Story

The Nuances of Reporting on Drought, the Everything Story

Advertisements in Cape Town encourage people to conserve water. Image by Brett Walton. South Africa, 2018.

Advertisements in Cape Town encourage people to conserve water. Image by Brett Walton. South Africa, 2018. 

When the water goes, life as it once was, in wetter days, ceases. Daily chores, business operations, recreation—all the familiar motions—can be flipped upside down. Severe drought forces some people, especially the wealthy, city-dwelling people of the world, to really think about water, perhaps for the first time.  

I think of drought as The Everything Story: its consequences cascade through ecological, economic, political and personal life. There are two different but complementary ways to report on it.
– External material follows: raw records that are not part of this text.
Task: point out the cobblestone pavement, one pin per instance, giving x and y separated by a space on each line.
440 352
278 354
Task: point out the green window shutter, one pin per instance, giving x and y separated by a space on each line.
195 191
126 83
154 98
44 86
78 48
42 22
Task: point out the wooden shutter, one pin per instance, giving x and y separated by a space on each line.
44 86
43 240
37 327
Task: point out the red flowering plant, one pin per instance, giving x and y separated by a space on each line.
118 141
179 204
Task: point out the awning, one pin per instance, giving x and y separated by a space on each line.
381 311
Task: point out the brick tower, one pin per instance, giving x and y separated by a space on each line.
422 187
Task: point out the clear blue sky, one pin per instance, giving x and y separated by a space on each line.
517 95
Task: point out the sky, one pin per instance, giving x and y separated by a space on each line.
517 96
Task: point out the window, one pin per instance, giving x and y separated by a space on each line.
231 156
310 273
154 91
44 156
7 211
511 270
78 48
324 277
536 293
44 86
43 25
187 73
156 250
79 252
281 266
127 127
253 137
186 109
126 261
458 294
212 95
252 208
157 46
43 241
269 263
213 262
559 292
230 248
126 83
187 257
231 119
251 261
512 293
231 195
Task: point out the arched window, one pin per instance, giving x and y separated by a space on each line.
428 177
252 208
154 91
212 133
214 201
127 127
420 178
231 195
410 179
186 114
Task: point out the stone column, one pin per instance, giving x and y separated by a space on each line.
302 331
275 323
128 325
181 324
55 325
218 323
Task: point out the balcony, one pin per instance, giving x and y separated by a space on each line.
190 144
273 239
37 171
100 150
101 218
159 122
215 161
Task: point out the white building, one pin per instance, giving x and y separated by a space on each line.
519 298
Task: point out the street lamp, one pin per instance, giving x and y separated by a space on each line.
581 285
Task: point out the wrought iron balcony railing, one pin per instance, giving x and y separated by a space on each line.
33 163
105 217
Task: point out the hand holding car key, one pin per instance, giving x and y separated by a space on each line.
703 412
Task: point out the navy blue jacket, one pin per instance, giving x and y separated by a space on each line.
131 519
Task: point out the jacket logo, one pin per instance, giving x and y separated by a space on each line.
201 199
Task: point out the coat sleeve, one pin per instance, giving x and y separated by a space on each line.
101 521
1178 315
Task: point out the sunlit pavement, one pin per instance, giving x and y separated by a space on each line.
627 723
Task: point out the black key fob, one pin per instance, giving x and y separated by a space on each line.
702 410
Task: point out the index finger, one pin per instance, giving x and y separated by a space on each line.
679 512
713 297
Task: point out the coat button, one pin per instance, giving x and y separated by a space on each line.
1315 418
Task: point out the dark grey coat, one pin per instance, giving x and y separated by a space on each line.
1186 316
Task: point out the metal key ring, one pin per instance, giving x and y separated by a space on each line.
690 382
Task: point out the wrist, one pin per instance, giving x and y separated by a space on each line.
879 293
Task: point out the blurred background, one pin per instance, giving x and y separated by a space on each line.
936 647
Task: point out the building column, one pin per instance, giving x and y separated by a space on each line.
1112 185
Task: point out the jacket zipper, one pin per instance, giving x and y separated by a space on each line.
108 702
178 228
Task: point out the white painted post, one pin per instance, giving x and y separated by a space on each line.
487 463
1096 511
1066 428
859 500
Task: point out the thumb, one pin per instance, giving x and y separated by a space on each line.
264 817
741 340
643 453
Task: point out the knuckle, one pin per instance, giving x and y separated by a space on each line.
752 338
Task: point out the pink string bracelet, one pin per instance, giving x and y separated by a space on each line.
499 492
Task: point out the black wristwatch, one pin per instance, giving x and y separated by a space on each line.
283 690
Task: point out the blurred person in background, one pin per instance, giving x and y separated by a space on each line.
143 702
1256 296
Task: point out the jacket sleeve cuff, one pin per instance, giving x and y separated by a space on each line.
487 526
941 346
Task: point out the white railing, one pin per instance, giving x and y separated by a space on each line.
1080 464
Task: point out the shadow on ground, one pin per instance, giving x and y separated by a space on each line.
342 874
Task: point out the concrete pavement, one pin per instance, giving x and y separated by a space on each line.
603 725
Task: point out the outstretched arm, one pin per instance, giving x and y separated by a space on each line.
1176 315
One approach focuses on individual dramas: the family whose well is dry, the marina owner whose dock no longer reaches the shoreline of a receding reservoir, the farmer whose crop withered, the landscaping company figuring out how to adapt to water restrictions, the slack river clogged with fish kills or algae blooms. Individual stories can be about people or industries or communities, but they are usually immediate and personal, putting a face to the lack of water. They answer the questions Who? and What?

The other approach untangles structural issues: the rules governing who has access to water, the politics behind water allocation, economic and demographic factors, the planning processes that did or did not happen. Structural issues are harder to report. They have deep historical roots and are the product of committee meetings, legislative battles, agency decrees, and societal blind spots. They are technical. They are rarely eye-catching. They answer the questions Why? and How?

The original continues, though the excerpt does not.